A recent tutorial shows a prompt scaffolding approach for GLM-4.7 that combines a strong system prompt ("KingMode") with task-specific "skills" blocks to guide coding work. The pattern emphasizes separating general reasoning from concrete task instructions, which may help mid-tier models perform more reliably on code tasks. Treat it as a reusable prompt template to evaluate against your existing workflows.

[ WHY_IT_MATTERS ]
01.

Structured prompts can make lower-cost models more usable for code generation and maintenance.

02.

Standardized templates improve reproducibility and make model swaps easier.

[ WHAT_TO_TEST ]
  • terminal

    Benchmark GLM-4.7 with and without a structured system prompt across backend tasks (bug fixes, tests, refactors), tracking pass@1, runtime errors, and latency.

  • terminal

    Try a "skills" layout: modular instruction blocks for API design, SQL/ETL tuning, and error handling; compare outcomes vs monolithic prompts.

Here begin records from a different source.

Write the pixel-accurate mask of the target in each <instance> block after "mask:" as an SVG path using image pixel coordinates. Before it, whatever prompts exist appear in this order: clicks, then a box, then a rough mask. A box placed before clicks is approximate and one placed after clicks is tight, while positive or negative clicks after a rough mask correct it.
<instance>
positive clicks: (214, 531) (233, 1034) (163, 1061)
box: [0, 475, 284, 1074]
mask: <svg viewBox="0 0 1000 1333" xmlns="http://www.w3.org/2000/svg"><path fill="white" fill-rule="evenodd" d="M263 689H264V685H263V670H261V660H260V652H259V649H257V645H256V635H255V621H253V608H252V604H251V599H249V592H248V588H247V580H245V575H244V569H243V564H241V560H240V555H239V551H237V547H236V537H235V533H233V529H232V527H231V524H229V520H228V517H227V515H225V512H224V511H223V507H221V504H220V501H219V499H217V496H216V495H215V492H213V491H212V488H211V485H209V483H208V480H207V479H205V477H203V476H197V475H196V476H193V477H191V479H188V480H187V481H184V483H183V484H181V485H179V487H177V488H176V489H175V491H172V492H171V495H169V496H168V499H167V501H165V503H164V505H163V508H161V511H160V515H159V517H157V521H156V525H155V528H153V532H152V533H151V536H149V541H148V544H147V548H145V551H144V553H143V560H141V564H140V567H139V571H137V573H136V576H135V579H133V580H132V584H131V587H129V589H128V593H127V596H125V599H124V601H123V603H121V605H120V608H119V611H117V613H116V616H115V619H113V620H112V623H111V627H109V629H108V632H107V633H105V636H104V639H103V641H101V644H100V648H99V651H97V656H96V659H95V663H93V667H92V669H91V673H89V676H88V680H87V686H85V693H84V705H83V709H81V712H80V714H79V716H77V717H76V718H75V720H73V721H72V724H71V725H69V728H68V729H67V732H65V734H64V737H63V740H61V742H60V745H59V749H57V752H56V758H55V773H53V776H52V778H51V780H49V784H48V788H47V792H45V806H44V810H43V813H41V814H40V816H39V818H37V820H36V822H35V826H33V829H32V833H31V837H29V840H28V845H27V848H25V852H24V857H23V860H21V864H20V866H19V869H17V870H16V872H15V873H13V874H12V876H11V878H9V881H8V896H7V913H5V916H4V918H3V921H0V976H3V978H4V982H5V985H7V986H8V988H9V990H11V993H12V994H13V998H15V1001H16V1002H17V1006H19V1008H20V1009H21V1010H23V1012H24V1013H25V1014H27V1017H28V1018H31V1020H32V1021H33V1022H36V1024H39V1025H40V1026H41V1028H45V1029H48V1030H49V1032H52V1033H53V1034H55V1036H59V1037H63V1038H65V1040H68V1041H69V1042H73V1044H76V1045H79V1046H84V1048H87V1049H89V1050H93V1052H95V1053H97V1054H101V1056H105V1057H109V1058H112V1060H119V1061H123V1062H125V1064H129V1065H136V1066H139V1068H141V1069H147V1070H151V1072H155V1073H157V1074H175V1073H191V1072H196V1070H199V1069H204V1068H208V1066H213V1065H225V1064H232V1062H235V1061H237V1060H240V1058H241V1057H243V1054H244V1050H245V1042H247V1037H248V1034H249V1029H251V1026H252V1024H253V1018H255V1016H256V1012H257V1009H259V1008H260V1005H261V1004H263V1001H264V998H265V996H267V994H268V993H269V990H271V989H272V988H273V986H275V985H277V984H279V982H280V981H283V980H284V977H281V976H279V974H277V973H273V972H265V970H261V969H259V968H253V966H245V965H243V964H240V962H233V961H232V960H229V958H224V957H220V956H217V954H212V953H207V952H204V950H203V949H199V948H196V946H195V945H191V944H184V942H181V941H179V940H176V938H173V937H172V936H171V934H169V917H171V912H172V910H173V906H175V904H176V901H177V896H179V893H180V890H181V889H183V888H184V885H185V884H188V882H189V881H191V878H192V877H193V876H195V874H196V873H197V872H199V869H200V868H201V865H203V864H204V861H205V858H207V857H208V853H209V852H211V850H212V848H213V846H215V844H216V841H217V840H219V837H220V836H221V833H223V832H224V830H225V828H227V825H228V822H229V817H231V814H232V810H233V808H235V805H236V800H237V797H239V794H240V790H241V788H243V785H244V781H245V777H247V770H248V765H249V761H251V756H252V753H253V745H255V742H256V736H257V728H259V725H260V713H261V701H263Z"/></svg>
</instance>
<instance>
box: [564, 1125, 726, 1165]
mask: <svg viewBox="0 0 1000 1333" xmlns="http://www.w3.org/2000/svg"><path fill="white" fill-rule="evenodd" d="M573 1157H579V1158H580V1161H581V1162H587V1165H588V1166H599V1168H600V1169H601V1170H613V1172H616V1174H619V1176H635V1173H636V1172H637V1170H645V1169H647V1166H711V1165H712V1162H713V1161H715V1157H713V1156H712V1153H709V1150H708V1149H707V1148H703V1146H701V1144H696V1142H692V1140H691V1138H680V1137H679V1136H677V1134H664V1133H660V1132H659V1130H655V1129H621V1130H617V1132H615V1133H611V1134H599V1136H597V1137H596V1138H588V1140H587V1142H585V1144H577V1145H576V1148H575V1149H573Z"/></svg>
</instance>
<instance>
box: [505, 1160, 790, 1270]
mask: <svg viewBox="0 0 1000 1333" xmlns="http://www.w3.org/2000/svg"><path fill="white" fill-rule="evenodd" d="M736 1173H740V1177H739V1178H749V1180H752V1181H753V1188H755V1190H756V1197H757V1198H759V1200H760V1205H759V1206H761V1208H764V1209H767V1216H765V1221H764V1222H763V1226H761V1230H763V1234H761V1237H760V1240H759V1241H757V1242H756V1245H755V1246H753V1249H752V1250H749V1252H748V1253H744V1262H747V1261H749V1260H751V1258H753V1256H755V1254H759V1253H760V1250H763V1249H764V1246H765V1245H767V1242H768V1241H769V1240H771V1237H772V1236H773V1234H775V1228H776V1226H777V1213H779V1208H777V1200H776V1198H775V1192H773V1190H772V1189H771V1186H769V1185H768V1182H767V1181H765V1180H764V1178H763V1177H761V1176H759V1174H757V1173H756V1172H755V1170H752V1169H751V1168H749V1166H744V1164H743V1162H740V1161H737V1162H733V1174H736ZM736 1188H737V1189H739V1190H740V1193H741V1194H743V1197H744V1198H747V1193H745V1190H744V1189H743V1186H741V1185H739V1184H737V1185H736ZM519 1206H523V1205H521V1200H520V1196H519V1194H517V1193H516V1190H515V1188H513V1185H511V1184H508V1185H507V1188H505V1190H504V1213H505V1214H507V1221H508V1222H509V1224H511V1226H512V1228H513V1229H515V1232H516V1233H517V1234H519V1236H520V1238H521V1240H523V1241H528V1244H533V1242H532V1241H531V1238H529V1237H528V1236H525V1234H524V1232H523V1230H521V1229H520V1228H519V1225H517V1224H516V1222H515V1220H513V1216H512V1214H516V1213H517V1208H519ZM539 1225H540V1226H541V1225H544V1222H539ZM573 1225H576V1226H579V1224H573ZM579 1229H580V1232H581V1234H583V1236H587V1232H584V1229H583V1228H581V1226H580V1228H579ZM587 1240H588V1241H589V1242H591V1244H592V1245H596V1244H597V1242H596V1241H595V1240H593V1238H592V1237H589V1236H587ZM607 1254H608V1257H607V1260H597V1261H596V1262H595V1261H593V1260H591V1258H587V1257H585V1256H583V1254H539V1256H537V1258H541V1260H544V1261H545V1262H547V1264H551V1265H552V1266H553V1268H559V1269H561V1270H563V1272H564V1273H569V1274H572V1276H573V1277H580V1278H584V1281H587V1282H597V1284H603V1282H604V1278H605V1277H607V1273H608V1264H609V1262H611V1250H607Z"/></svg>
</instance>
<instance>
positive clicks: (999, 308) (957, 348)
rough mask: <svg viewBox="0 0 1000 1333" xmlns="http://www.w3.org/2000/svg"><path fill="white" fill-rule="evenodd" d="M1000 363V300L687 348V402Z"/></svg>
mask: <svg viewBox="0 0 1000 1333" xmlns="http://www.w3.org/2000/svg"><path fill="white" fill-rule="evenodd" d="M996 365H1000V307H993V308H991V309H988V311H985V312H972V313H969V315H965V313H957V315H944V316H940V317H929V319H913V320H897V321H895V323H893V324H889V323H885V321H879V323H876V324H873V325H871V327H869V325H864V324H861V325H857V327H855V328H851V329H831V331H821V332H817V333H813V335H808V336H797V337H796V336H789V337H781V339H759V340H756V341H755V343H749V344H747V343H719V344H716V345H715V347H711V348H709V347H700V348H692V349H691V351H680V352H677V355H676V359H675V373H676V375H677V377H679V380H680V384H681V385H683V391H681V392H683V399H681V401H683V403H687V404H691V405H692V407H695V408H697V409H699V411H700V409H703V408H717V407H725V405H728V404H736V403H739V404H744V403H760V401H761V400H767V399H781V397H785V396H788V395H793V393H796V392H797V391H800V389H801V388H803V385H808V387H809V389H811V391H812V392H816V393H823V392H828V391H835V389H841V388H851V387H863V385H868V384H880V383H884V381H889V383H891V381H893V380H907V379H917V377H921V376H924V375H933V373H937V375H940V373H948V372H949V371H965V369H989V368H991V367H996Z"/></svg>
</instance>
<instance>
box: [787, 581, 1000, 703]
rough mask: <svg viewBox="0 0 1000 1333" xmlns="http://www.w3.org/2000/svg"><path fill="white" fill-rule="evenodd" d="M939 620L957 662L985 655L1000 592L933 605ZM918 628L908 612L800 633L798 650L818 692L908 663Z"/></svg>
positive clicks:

[ BROWNFIELD_PERSPECTIVE ]

Legacy codebase integration strategies...

  • 01.

    Integrate GLM-4.7 behind your existing LLM provider interface and enable via feature flag on a few services first.

  • 02.

    Add guardrails (compile/test loops, repo-scoped context, policy checks) to catch hallucinations before PRs affect legacy code.

[ GREENFIELD_PERSPECTIVE ]

Fresh architecture paradigms...

  • 01.

    Adopt standardized prompt templates from day one and version them alongside code with an evaluation harness.

  • 02.

    Define tool-calling and retrieval contracts early (schemas, context limits) so prompts remain model-agnostic and portable.